贈り物は、相手を思う行為であると同時に、自分の価値観を差し出す行為でもある。その二つが重なったときは喜びに変わるが、わずかにずれたとき、気まずさが残る。

そんな繊細な関係性が、数字として可視化された。

 株式会社MEMOCOがアクセサリーブランドを展開する株式会社ライオンハートと共同で行った調査(2026年2月12日~19日、全国の男女102人)によると、直近1年でもらったプレゼントについて「嬉しかった」「どちらかというと嬉しかった」は計約9割に達した。一方で約9%は満足に至らず、贈り物が常に成功するわけではない現実も浮かび上がる。

 満足の理由で最も多かったのは「実用的で日常的に使える」(約44%)で、「自分の好みを理解してくれていた」(約29%)が続く。「自分では買わないが嬉しいもの」(約15%)も一定数あり、日常の延長線にある少しだけ上質な実用品が評価されやすい。一方で「高級感」や「サプライズ性」は少数派にとどまり、派手さよりも生活との接続が重視されている。

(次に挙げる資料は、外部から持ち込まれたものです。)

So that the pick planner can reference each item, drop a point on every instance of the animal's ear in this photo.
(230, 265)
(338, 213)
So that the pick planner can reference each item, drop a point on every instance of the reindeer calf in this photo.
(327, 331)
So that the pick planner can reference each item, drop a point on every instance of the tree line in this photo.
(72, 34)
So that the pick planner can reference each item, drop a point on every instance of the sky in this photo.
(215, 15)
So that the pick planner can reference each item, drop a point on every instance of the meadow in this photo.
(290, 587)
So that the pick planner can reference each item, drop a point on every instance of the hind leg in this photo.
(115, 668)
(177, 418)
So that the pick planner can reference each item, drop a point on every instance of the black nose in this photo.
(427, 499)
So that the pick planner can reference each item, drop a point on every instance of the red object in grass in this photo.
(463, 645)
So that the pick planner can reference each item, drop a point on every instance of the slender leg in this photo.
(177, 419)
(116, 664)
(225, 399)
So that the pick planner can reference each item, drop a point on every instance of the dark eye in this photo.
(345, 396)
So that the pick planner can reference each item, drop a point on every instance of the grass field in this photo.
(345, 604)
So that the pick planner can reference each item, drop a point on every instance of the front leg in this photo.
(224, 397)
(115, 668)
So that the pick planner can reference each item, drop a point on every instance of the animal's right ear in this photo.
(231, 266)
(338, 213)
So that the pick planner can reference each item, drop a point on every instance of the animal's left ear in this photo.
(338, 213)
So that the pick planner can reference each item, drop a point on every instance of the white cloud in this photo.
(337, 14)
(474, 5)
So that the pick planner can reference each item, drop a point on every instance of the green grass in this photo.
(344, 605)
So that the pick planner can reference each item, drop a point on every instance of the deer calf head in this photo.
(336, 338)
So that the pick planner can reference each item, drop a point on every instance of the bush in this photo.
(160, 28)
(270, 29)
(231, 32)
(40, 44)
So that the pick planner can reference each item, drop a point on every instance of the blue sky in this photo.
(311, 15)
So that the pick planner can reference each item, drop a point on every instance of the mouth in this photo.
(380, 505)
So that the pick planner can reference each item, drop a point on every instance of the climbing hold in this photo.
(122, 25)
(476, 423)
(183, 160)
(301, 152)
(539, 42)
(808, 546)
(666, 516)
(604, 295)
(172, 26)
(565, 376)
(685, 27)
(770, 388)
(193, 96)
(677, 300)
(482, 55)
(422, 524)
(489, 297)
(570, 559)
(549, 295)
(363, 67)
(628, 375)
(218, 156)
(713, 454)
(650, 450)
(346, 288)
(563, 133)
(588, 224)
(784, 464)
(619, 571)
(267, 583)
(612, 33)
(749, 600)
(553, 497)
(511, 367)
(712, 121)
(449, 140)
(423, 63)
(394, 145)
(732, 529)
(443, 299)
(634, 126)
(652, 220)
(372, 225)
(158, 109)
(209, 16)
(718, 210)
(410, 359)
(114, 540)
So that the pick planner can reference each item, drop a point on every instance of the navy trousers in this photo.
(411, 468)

 逆に不満の理由は、「趣味・好みに合っていなかった」(約39%)、「使い道がなかった・使いづらかった」(約35%)が中心だ。さらに「すでに持っていた」や「サイズ・色が合わない」といった具体的なミスマッチも目立つ。贈り手の善意やこだわりが、受け手の生活実態と衝突する構図が見て取れる。

 「もらうと困るもの」でも傾向は一致する。「好みに合わないもの」約44%、「使い道が分からないもの」約34%と、ここでも実用性と嗜好(しこう)の一致が鍵となる。また、消費期限の短い食品や気持ちが重い贈り物も一定数挙がり、受け取りやすさという視点の重要性も浮かぶ。

 贈る側の意識もシンプルだ。「プレゼント選びで最も重視するポイント」は「相手の好みに合っていること」が約60%で突出し、「実用性」約27%が続く。トレンドや価格よりも、どれだけ相手を理解しているかが中心に据えられている。

 こうした結果を束ねるキーワードが、「自分では買わない名品」だ。日常品のワンランク上や、ちょっとした悩みを解消するアイテム、あるいは高品質な消えもの。いずれも共通するのは、生活をわずかに更新する感覚である。

 贈り物はモノ以上に、観察の精度を問う行為になりつつある。気の利いた演出よりも、何気ない日常への理解。その積み重ねが、9割の満足と1割の違和感を分ける境界線になっている。